Grid evolution in eBay

architecture

Today’s key note is presented by Paul Strong, the distinguished research scientist on eBay. He demonstrated the growth of eBay’s business and IT infrastructure. There are several interesting facts to share:

The original eBay system is powered by open source components: FreeBSD, Apache, Perl and GDBM. With more users registered, they switched to Windows NT/IIS/ISAPI solution, and migrated the database to Oracle or Solaris. It is reasonable if we take the overhead of Apache’s process model into account, they try to squeeze every once of computing power from the web server, the lightweight thread model in IIS is favored.

More users joined the community, and more functionalities are added into the system, the logic is extremely complicated: 3.3 million lines of C++ code, 150MB ISAPI binary after compilation.

On 2002, they decided to embrace J2EE, and build the N-tie architecture to break the bottleneck of scalability.

eBay Architecture
eBay Architecture

On 2002 – 2005, the system evolved gradually, there are ~170 Windows servers, ~170 Linux(RHES3) severs and 3 Solaris servers.

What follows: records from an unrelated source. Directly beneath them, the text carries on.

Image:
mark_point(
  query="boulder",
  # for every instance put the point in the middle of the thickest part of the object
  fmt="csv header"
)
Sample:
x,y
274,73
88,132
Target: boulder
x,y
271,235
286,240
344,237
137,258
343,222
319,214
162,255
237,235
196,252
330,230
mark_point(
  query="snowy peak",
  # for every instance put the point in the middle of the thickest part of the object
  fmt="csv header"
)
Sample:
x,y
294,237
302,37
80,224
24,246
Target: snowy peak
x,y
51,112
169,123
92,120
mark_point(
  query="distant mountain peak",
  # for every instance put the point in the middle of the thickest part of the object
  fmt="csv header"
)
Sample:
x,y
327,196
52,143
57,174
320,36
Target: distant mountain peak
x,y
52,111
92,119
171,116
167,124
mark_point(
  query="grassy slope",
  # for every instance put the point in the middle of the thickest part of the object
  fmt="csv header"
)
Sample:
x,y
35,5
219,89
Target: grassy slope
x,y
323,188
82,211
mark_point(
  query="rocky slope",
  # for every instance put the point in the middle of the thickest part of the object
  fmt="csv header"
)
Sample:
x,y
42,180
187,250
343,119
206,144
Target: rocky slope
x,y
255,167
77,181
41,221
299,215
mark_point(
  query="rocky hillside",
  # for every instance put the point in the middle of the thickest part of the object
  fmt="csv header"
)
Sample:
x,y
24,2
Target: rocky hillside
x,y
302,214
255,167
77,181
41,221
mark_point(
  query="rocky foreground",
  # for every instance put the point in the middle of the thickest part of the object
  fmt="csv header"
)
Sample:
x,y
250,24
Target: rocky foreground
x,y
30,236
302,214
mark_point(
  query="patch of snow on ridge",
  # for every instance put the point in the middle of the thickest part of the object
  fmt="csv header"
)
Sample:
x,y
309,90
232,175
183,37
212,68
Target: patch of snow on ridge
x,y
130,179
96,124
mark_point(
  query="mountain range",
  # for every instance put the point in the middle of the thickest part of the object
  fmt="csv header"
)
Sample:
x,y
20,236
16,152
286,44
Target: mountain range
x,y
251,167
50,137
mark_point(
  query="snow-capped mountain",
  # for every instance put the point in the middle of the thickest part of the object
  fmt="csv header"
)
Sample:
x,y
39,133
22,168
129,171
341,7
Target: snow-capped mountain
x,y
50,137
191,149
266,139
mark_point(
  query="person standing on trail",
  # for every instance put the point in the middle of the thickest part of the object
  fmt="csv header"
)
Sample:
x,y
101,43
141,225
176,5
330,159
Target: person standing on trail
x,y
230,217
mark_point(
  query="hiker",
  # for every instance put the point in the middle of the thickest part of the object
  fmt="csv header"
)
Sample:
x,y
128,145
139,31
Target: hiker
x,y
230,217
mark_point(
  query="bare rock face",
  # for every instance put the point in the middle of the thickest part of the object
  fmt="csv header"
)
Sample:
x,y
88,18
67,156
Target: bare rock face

He also addressed the biggest challenge for eBay: database update. Due to the characteristics of bidding system, there are millions of database update in one second, the updates are supposed to replicated to all the data centers and reflected in the next query. It is quite hard to optimize the search using cache scheme. This also takes great impact on search. They took the Voyage(developed in the house, or bought from the vendors?) and Voyage II to address this problem, the database is updated real-time with less than 1s latency.